All the rock a climber could ever want to scramble on.
Climbed the west ridge of the North Twin. Rapped SE from the notch below the summit to the glacier. Climbed NE ridge of South Twin and descended the west ridge. Great day with lots of fun challenges. (second successful traverse)
Made it to the basin relatively quickly. Started fairly low on the ridge, since the steeper snow was in the shade and was still very firm. No troubles scrambling the ridge until 6600'. We just could not find a reasonable route to the summit on the final part of the ridge that was class 4 or less. We were able to finish the ridge, but only after doing a few feet of very exposed, low 5th class climbing.
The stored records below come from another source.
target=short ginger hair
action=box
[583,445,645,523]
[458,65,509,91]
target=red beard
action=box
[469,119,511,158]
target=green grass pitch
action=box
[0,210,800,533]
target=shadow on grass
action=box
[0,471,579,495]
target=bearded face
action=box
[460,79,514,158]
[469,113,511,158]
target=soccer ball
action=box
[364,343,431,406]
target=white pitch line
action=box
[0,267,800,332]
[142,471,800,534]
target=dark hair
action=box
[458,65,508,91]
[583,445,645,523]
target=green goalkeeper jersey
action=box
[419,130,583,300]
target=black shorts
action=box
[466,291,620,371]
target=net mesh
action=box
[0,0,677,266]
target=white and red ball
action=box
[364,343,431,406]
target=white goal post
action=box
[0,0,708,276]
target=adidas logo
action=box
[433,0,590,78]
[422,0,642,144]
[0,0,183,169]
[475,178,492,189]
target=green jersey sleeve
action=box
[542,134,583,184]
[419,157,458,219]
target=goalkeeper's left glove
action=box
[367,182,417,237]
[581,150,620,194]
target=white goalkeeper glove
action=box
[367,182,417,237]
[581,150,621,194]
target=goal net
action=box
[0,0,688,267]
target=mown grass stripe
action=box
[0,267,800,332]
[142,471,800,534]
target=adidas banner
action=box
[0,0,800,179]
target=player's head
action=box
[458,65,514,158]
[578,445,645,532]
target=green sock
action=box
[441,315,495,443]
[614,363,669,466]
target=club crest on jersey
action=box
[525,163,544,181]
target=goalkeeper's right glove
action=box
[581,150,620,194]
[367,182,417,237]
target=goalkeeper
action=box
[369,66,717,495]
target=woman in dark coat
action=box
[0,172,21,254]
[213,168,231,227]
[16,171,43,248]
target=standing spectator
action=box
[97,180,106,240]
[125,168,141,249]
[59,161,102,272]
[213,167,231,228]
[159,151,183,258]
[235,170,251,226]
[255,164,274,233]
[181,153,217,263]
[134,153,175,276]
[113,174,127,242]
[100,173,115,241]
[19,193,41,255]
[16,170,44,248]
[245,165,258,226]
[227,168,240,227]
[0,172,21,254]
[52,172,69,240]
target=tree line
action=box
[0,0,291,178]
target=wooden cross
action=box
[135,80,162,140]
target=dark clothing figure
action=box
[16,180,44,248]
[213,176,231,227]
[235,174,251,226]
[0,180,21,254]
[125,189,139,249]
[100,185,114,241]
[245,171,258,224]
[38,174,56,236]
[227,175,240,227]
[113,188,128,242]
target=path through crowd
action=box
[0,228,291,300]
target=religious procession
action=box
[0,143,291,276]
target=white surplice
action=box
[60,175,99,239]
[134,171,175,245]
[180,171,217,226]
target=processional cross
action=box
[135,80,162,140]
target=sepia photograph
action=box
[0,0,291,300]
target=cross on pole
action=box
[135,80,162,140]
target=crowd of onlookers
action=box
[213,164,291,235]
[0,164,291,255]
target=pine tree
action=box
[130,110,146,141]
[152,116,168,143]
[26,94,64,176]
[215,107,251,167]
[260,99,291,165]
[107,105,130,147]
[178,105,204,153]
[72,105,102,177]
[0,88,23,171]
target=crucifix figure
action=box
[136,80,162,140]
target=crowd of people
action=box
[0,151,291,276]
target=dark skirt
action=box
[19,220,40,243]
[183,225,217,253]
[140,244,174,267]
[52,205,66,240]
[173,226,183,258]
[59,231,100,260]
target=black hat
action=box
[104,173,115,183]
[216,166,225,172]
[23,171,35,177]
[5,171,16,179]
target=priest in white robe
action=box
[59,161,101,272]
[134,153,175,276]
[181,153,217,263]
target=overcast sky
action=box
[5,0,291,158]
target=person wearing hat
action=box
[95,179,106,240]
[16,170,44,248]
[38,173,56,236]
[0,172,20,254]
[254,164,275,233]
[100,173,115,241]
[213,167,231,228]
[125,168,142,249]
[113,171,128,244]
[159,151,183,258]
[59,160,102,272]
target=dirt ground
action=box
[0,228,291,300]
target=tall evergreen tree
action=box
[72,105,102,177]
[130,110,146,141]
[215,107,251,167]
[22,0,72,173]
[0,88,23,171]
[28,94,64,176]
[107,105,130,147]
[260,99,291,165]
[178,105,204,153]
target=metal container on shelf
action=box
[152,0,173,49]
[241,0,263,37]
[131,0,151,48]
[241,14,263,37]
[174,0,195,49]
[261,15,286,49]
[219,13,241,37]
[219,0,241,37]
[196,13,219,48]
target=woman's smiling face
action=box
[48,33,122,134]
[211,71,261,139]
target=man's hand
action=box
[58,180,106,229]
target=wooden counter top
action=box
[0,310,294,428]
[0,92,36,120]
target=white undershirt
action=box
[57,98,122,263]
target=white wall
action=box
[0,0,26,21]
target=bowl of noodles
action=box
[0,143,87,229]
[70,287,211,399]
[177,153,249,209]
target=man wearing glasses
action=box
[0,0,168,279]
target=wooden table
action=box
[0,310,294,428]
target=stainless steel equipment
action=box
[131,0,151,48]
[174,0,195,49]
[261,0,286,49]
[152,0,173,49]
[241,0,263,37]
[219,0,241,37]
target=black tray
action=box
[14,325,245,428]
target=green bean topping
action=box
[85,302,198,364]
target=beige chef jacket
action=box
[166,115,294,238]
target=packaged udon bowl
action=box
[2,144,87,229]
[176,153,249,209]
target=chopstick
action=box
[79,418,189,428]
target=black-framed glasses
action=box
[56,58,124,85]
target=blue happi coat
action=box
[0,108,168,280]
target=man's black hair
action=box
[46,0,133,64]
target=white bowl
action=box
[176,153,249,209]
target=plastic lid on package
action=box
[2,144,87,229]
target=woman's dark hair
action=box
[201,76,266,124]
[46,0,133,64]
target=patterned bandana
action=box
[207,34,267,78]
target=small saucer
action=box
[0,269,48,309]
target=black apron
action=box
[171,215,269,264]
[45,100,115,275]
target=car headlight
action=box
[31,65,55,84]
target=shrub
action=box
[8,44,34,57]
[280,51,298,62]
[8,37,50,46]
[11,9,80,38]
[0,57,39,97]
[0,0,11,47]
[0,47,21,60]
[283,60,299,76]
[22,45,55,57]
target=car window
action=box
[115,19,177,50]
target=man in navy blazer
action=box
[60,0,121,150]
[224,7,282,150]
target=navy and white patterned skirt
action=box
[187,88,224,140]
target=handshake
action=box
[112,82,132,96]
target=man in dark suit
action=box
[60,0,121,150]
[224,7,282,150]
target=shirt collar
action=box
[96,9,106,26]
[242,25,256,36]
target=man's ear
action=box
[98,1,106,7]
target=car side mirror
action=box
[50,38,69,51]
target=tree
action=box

It would have been much more prudent to traverse right from 6600' and finish via one of the south gullies, although they all had varying amounts of steep snow slopes. (Unlike many Pacific NW mountains, I think this mountain is actually best to do late season, after most of the snow has melted.) We started our descent via one of the south gullies, as the snow had softened up enough to make this option reasonably safe, then rejoined the ridge at 6600' for the rest of the descent.
I'd love to go back but you can't get through the gates.
This was a lengthy but enjoyable scramble route with lots of route-finding.
This was a great scramble, albeit much longer than we anticipated despite two of us (Edward, myself) previously having a failed attempt. Great bivy site in the upper basin below the west ridge slopes.
Excellent climb with Adam and Jacob. Definitely on of the most rewarding hikes I've been on. I look forward to going back and climbing the North Twin.
Scrambled up the west ridge with Adam (gimpilator of Summitpost) and Greg; some fog around 4000 feet but high clouds and party sunny above. An all-around excellent route, fun scrambling after an approach by bike and a short, brushy trail. Final approach to the summit along the crest looked intimidating, so we traversed a short ways, crossing a small snow field and ascending via a class three gully w/ some loose rock.
for photos: http://ifiwereacrow.blogspot.com/2012/08/south-twin.html
A fun climb, a very hot day. 3 of 4 made the summit in good conditions.
A good climb, less crowded than the North Twin but not as asthetic.
Beautiful couple of days on the taller twin. Just as fun as N Twin with a huge, flat summit for a stellar bivy.
First attempt: June 3, 2010
A late start put our group near the summit at 5 pm. We made the call to turn around. See this image of that day.
I returned August 19, 2012 to give the west ridge a second try and this time we made it. By far one of the best trips of the year. So much scramble fun. The twins are amazing!